Cognition in the Brain (Left and Right)
One of the most important, carefully researched books on cognitive matters is “The Matter with Things: Our Brains, Our Delusions, and the Unmaking of the World” by psychiatrist, neuroscience researcher, philosopher, and literary scholar Dr. Ian McGilchrist, Perspectiva, 2021.
In his own words:
”Effectively, there aren’t parts. Parts are an artefact of a certain way of attending to the world. There are only wholes. And things that we think of as parts, are wholes at another level, and things that we think of as wholes, can be seen as parts of an even bigger whole.
But this business of carving things up into parts is an artefact of the left hemisphere’s piecemeal attention.

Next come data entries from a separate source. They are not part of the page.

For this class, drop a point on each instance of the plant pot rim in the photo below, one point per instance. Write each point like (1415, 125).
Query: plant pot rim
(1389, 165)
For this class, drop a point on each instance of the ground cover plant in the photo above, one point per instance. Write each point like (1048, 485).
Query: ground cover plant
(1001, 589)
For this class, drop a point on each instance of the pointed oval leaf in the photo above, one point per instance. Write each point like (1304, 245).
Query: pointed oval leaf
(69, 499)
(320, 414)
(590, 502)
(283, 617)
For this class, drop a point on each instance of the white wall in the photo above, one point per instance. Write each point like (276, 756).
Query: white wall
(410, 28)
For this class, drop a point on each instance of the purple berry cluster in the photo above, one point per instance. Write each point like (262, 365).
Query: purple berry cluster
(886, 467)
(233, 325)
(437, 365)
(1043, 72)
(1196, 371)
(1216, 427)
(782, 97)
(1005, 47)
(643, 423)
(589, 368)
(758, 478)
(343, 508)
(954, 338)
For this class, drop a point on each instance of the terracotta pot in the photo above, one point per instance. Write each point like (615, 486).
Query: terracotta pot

So because it’s trying to focus on this small detail, it’s homing in on a certain little tiny bit, perhaps three out of the 360 degrees arc of attention, and that leads to a different take on the world from that of the right hemisphere.”
The Pedantic Left Hemisphere and the Intuitive Right Hemisphere
The division of labor between our two brain hemispheres can be summarized by a few examples:
The reasons for the dichotomy are evolutionary. The simplified explanation roughly corresponds to the two lion photos up above. One is “Oh, I know what that is,” and the other is, “Help, I’d better run!” Both reactions are quite useful.
Here is a very interesting YouTube lecture: Dr. Iain McGilchrist spoke at the IdeaSquare innovation space of CERN to discuss the nature of reality from the perspective of the human brain and philosophy. The event was hosted in conjunction with a pilot course equipping students with big-scale systems thinking abilities and how to induce societal change. He also maintains a website here.
His latest book, “The Matter with Things,” is two volumes, 1,300 pages in all. Should keep you busy for a while!
I hope that I have convinced you that we have several opportunities to get better at understanding what data models are about? Keep your eyes open! Communicate using intuition! May 2024 be the year where innovative evolution makes all that data stuff easier!